No es que quiera desmerecer al pobre George Marshall director, por supuesto. Alguien capaz de tejer matices de comedia como los lucidos en sus películas del Gordo y el Flaco (y que nadie ha explicado de forma tan sublime como Paul Auster), o con casi tanta antigüedad en el carné de cineasta como los hermanos Lumière, tiene todo mi respeto. Pero reconózcase que, ante un Vincente Minnelli con Leslie Caron y Gene Kelly, o un William Wyler con Gregory Peck y Audrey Hepburn, lo suyo con Debbie Reynolds y Glenn Ford se tumba solo.
En cualquier caso, divago, como un 'boomer', cuando lo cierto es que de aquel festival natalicio en los sesenta surgió la generación que ha anegado todo a su paso como un maremoto. Puede que nos librásemos del hambre, de la miseria y de las colas de racionamiento, pero somos la generación causante de no pocas carencias asistenciales. Nuestra gracia siempre guardó cola para ser atendidos por los médicos de cabecera, para entrar en colegios, institutos y facultades con medio centenar de alumnos por aula. Fuimos la primera gran juventud desempleada y quizás –debido a nuestra insólita demanda de vivienda, mal interpretada por la codicia del mercado– cómplices de la última burbuja inmobiliaria.

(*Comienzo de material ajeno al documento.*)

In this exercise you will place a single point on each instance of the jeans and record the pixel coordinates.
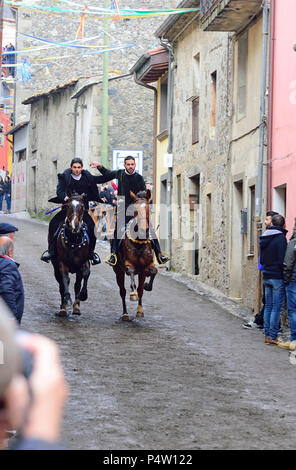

Vértigo da pensar en nuestra futura plaga como pensionistas. Y precisamente por eso, lo más desolador ante la última fila formada por nuestra generación del 'baby boom' es que no ha habido otra desde entonces, ni está, ni se la espera; que a pesar de la creatividad administrativa para sacarle incentivos fiscales a la natalidad, como las veintiuna desgravaciones de la Junta de Castilla y León, la precariedad laboral y la falta de oportunidades pesan demasiado en el deseo repoblador de nuestros jóvenes. No sé si los futuros fondos europeos son su Plan Marshall. De ser así, habrá que ver si la película a montar con ellos vale la pena.